Abstract

As a major mass-flowering crop producing an abundance of nectar and pollen, oilseed rape is very attractive to honey bees, bumblebees and solitary bees. It provides a food resource of considerable value in sustaining bee populations in agroecosystems at a time when bees are in decline. Although the flowers are self-fertile, they are entomophilous, and pollination studies, both in the glasshouse and in the field, suggest that bee foraging activities on the crop have many beneficial effects for the grower, including improving both the quantity and quality of the seed produced. However, bees foraging on the crop are vulnerable to the effects of insecticides, mostly pyrethroids applied to the crop, particularly when these are applied during flowering to control inflorescence pests. Effects may be lethal or sub-lethal; the latter have been little studied but there is growing evidence that insecticides affect many aspects of bee behaviour and physiology, such as division of labour, foraging and orientation, reproduction and respiration.
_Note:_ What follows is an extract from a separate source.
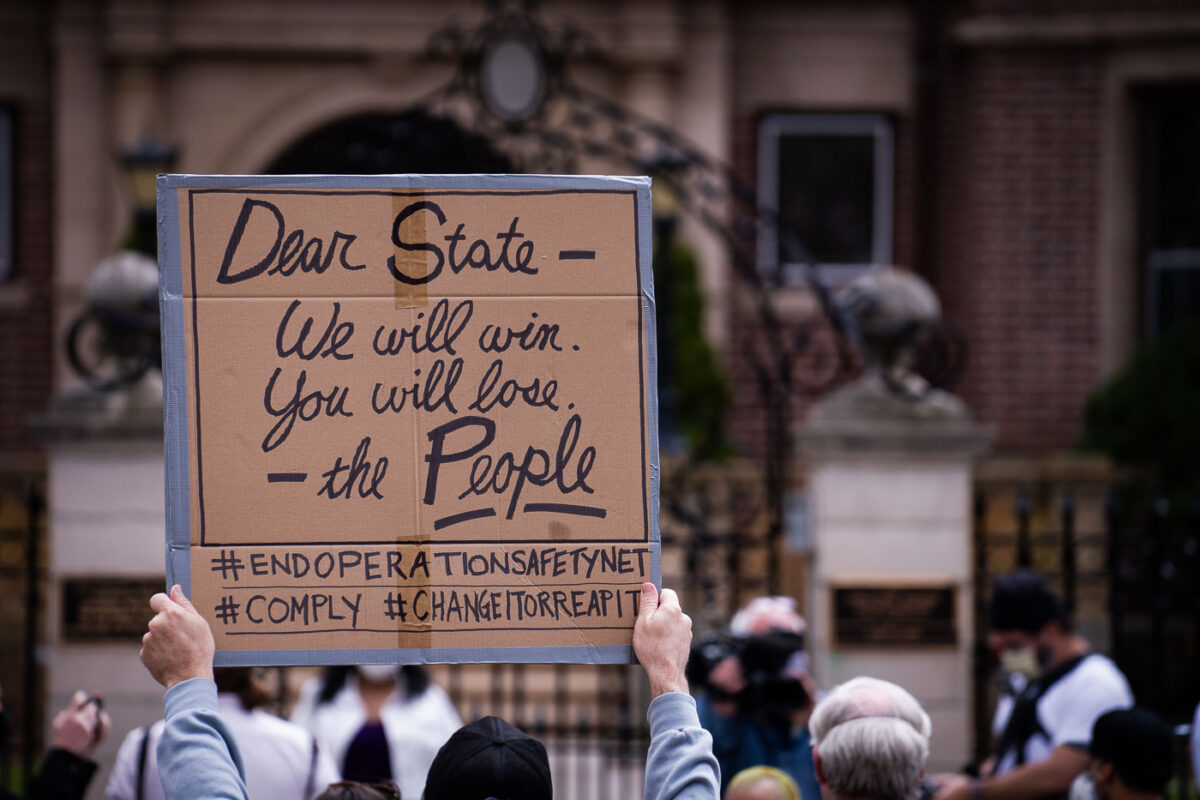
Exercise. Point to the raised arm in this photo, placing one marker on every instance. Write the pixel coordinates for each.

Husbandry practices on the crop must therefore seek to minimise the use of insecticides on the crop, particularly during flowering, in order to sustain and not diminish bee populations foraging on the crop. Bees may even have a role in integrated pest management strategies incorporating biocontrol through their capacity to vector entomopathogenic fungal spores to the flowering canopy of oilseed rape to kill inflorescence pests.